Bereketli‘ diye nitelediği Hilaliye’nin yaşaması ve daha da büyüyerek devam etmesi gerektiğini vurgulayan Arınç, şunları aktardı: “Burada yetişenlerden insanımıza zarar gelmez, suç işlemezler, fakir-yoksulları gözetirler, birlik ve beraberliğimize azami katkıda bulunurlar. Bu güzide öğrencilerin gelecekte profesör, rektör, vali olması muhtemeldir. Onun için buraya katkı sağlamak hepimizin görevidir. Bunun gibi çocukları maneviyatı güçlü olarak yetiştiren bu tür kurumlara pozitif ayrımcılık yapmalıyız.”

KUR’AN, CENABI HAKK’IN MEKTUBUDUR

Diyanet İşleri Başkan Yardımcısı Dr. Ekrem Keleş ise Kur’an-ı Kerim’i kendine rehber edinen insanların sıkıntı yaşamayacağını söyledi. “Allah, bu kitapla bazı kavimleri yükseltir, bazılarını da alçaltır. Kur’an’ın aydınlattığı yoldan kim yürürse sıkıntıdan kurtarır, sırt çeviren insanları ise yerin dibine batırır.” şeklinde konuşan Keleş, değişik mahfillerde bir araya geldiği İslam alimlerinin Türk milletinin Kur’an’a yönelmesiyle birlikte büyük ümitlere kapıldığını ifade etti ve dünyanın dörtbir tarafında örnek alındığını müşahede ettiğini dile getirdi.

Sevilen birinden mektup geldiğinde nasıl heyecanla bir an önce açıp okunduğunu anlatan Keleş, “Kur’an-ı Kerim de Cenabı Hakk’ın bir mektubudur. Onu da aynı şekilde okumalıyız. Kendimize kılavuz edinmeli, anlamaya çalışmalı, hayatımıza tatbik etmeliyiz.” dedi. Keleş, farz-ı kifaye olan Kur’an’ı ezberleyen hafızların ümmeti büyük vebalden kurtardığını da belirtti.

Hilaliye Eğitim Vakfı Başkanı Abdullah Yılmaz da Allah kelamı Kur’an-ı Kerim’in insanları usandırmadığını, lezzet verdiğini ve küçük çocukların hafızasına ağır gelmediğini ifade etti. Hafızlık merasimlerinin bin 400 yıldır süregelen manevi bir ziyafet olduğunu söyleyen Yılmaz; 260 erkek, 170 kız kapasiteli Kur’an kursunun yetersiz kaldığını, yaz kurslarının yedek kapasitesiyle birlikte dolduğunu kaydederken, yeni Kur’ani İlimler Külliyesi’nin müjdesini verdi. Yılmaz, projesi tamamlanmak üzere olan yeni külliye için maddi manevi duaya ihtiyaçlarını olduğunu sözlerine ekledi.

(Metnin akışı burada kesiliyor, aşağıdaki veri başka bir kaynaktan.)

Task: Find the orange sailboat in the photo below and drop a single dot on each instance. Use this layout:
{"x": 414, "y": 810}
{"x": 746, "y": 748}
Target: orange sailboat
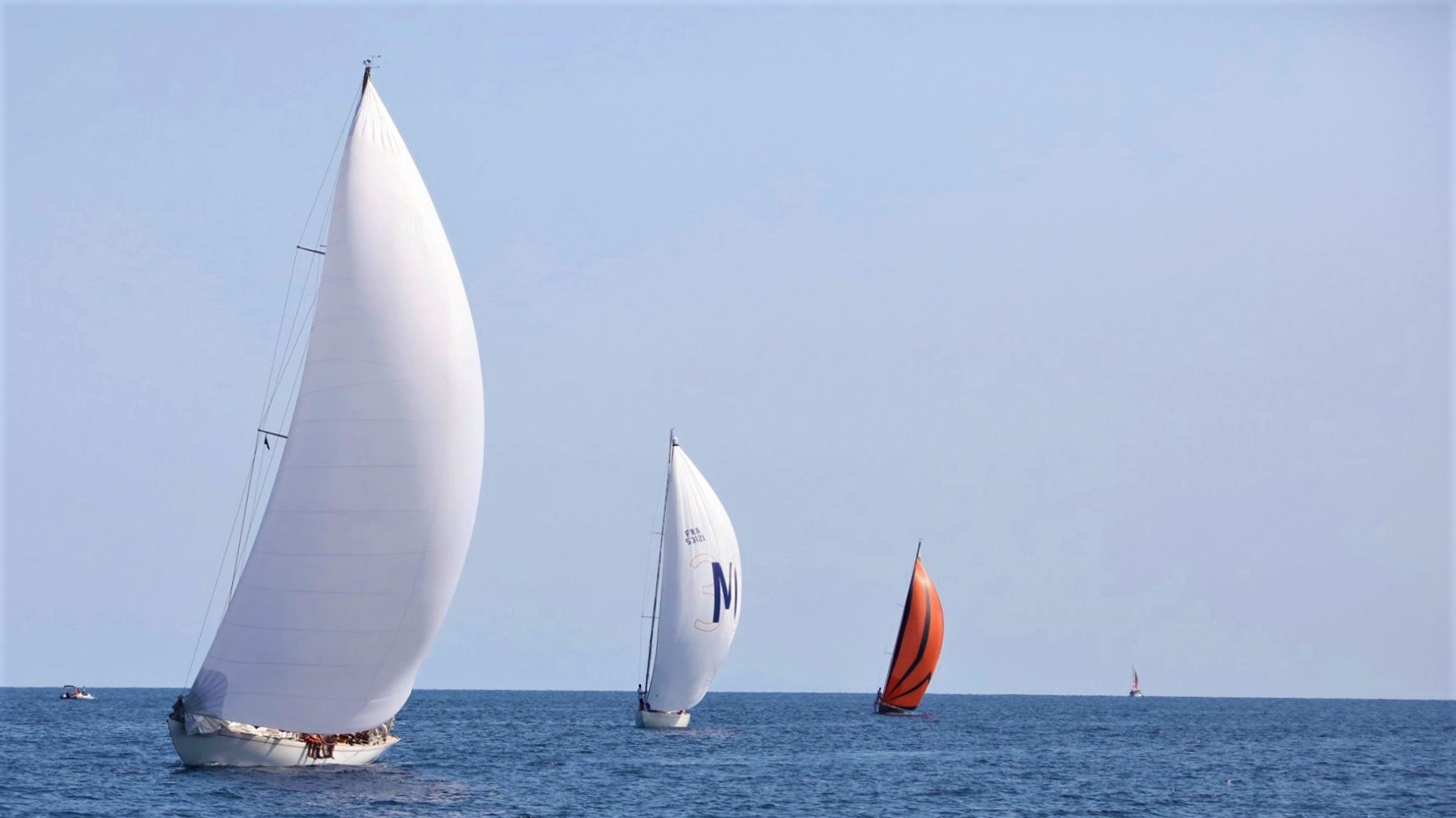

Dünyaca ünlü Güney Afrikalı hafız Abdurrahman Sadien, İstanbul Sultanahmet Camii İmam Hatibi Hasan Kara, Diyanet Manisa Eğitim Merkezi Müdürü Osman Egin, İstanbul Riva Merkez Camii İmam Hatibi Mehmet Bilir, Piyale Paşa Camii İmam Hatibi İshak Danış, Hilâliye mezunlarından Yavuz Mutlu ve Rıza Günay ile Muhammed Mansur Sarı’nın Kur’ân-ı Kerîm tilavetleriyle gönülleri coşturduğu hafızlık cemiyetine; AK Parti Manisa milletvekilleri Hüseyin Tanrıverdi, Recai Berber, Uğur Aydemir, Manisa Valisi Halil İbrahim Daşöz, Manisa İl Müftüsü Sinan Cihan ve Akhisar İlçe Müftüsü Ramazan Orhanlı ile yaklaşık 15 bin vatandaş katıldı.